Impedance & Optical Platelet Count Methods & Microcytosis

Difference between impedance and optical platelet count methods in patients with microcytosis of red blood cells

R. PINKOWSKI

Platelet counts (PLT) were conducted in 30 patients diagnosed with microcytosis due to iron deficiency anemia and 30 normal subjects using optical and impedance methods (PLTo and PLTi) in an Abbott Cell-Dyn 4000 analyzer. To achieve the best estimation of the platelet and red blood cell quantity and quality (including platelet aggregation, platelet satellitism, microcytes, and schistocytes), a stained preparation was estimated and platelet count was carried out with the microscopic chamber method (PLTh). When both automated methods were used, result reproducibility was better than with the manual method. Correlation of the platelet counts between the methods was high (r > 0.98), and highest for PLTo and PLTh (r = 0.997). When the impedance method was used, platelet counts were higher on average than when the optical method was used and differed, in absolute values, by 34.1x109/L (9.7%) (p < 0.001). In some cases, the differences between PLTi and PLTo were bigger, even exceeding 150x109/L (>30%).
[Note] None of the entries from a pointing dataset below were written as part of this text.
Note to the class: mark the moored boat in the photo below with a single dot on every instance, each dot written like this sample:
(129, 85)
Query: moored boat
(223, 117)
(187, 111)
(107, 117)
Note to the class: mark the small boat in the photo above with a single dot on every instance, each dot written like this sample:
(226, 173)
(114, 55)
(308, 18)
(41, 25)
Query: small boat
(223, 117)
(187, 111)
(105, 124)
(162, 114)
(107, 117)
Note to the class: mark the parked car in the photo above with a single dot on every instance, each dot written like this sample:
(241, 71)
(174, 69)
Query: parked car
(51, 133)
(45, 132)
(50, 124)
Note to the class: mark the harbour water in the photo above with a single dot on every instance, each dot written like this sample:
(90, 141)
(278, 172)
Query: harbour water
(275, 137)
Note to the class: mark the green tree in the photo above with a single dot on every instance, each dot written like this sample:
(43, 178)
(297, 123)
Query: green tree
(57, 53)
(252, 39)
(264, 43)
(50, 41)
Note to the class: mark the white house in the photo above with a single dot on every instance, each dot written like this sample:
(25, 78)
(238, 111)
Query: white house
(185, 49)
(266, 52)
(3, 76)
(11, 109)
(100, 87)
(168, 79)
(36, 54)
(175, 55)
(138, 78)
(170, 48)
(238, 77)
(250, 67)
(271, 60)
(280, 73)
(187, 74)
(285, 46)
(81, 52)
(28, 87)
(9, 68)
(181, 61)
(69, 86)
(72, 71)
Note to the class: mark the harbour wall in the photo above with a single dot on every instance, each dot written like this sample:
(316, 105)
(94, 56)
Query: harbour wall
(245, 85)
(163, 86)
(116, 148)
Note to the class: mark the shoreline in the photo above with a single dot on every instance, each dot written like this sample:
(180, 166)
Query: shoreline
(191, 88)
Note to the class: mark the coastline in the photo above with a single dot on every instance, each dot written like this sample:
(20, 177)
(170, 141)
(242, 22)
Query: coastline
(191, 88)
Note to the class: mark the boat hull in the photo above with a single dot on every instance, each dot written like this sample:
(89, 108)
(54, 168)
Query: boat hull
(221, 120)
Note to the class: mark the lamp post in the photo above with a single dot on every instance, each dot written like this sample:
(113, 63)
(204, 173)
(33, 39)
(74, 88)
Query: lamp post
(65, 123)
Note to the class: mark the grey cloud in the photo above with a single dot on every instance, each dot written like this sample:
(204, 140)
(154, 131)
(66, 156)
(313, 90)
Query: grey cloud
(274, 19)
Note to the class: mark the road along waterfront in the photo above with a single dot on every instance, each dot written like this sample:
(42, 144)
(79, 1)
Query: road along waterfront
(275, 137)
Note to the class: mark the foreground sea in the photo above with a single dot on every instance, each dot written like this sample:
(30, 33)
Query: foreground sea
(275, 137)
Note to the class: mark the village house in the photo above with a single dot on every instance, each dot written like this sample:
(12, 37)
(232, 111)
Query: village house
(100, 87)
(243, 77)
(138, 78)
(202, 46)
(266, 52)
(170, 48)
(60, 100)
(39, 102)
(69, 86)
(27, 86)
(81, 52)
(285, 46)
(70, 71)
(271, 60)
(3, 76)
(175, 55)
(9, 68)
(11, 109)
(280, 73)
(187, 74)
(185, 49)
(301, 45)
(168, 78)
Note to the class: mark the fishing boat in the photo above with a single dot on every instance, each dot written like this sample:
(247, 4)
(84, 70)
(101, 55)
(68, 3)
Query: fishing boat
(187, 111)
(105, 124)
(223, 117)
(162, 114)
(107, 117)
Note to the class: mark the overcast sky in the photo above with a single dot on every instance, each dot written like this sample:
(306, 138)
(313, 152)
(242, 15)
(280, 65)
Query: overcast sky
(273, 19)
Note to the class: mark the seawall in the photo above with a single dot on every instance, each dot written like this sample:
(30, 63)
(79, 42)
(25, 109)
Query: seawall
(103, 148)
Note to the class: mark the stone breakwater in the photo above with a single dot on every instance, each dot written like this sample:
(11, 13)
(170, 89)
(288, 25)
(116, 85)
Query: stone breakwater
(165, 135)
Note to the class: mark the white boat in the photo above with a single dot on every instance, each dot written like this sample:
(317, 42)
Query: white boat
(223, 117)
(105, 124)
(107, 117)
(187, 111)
The difference between PLTi and PLTo had an inverse correlation with mean corpuscular volume (MCV) (r = -0.635). Samples from normal subjects did not demonstrate the above discrepancies or a similar relationship with MCV. The platelet volume histogram is helpful for evaluating the interference of microcytes and platelets estimated using the impedance method. The optical method yields more reliable results in the patients with microcytosis. PLTi estimation in cases of microcytosis is insufficient, and its results are not always reliable.